Srinath
Srinath

Reputation: 23

Looping through a paginated api asynchronously

I'm currently ingesting data through an API that returns close to 100,000 documents in a paginated fashion (100 per page). I currently have some code that roughly functions as follows:

while c <= limit:
    if not api_url:
        break

    req = urllib2.Request(api_url)
    opener = urllib2.build_opener()
    f = opener.open(req)
    response = simplejson.load(f)

    for item in response['documents']:
        # DO SOMETHING HERE 
    if 'more_url' in response:
        api_url = response['more_url']
    else:
        api_url = None
        break
    c += 1

Downloading the data this way is really slow and I was wondering if there is any way to loop through the pages in an async way. I have been recommended to take a look at twisted, but I am not entirely sure how to proceed.

Upvotes: 2

Views: 3715

Answers (1)

Jerzyk
Jerzyk

Reputation: 3742

What you have here is that you do not know up front about what will be read next unless you will call an API. Think of this like, what you can do in parallel?

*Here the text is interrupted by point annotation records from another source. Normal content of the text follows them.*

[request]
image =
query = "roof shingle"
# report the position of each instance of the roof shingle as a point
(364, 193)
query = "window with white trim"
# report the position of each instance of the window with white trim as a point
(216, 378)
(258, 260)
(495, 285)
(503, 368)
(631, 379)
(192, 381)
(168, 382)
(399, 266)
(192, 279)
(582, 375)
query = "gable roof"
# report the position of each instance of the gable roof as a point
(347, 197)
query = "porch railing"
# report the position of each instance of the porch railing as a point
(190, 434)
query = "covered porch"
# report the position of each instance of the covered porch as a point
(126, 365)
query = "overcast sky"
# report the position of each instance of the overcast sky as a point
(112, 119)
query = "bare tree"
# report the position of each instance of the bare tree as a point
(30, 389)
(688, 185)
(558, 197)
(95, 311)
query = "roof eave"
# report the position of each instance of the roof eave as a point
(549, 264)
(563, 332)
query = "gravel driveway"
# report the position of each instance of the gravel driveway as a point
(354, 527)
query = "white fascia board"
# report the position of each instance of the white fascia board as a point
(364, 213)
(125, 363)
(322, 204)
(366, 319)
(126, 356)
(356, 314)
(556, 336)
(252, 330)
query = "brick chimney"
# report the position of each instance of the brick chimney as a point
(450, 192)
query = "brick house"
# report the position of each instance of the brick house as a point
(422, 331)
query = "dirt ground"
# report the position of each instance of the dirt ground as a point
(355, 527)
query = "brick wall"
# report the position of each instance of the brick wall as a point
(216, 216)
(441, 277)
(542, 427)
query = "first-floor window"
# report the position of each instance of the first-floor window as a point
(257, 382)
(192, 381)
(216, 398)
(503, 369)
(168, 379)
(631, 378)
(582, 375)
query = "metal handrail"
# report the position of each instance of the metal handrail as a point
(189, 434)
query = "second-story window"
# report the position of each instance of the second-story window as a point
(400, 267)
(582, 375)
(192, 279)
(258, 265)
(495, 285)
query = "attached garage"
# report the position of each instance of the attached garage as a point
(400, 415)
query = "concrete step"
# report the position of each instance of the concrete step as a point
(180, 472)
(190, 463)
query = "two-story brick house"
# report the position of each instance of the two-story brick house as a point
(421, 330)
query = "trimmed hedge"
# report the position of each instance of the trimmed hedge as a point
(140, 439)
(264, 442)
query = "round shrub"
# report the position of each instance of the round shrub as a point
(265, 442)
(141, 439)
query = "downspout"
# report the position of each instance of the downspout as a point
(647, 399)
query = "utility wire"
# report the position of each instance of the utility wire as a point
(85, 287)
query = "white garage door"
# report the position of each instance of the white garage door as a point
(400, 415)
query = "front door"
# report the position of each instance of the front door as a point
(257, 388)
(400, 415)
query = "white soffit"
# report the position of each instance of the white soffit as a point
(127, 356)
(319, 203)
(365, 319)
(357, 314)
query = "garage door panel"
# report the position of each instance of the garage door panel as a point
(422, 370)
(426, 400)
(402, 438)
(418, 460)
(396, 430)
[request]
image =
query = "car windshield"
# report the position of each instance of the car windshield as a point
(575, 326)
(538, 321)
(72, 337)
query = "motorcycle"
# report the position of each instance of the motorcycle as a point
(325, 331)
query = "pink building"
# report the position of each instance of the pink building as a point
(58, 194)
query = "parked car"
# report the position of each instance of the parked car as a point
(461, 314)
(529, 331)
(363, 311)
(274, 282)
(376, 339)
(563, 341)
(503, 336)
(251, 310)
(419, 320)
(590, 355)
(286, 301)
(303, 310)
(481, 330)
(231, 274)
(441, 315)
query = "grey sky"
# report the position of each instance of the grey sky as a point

I do not know how much you can do in parallel and which tasks, but lets try...

some assumptions: - you can retrieve data from the API without penalties or limits - data processing of one page/batch can be done independently one from other

what is slow is an IO - so immediately you can split your code to two parallel running tasks - one that will read data, then put it in the queue and continue reading unless hit limit/empty response or pause if queue is full

then second task, that is taking data from queue, and do something with data

so you can call one task from another

other approach is that you have one task, that is calling other one immediately after data is read, so their execution will be running in parallel but slightly shifted

how I'll implement it? as celery tasks and yes requests

e.g. the second one:

@task
def do_data_process(data):
   # do something with data
   pass

@task
def parse_one_page(url):
    response = requests.get(url)
    data = response.json()

    if 'more_url' in data:
        parse_one_page.delay(data['more_url'])

    # and here do data processing in this task
    do_data_process(data)
    # or call worker and try to do this in other process
    # do_data_process.delay(data)

and it is up to you how many tasks you will run in parallel if you will add limits to your code, you can even have workers on multiple machines and have separate queues for parse_one_page and do_data_process

why this approach, not twisted or async?

because you have cpu-bond data processing (json, then data) and for this is better to have separate processes and celery is perfect with them.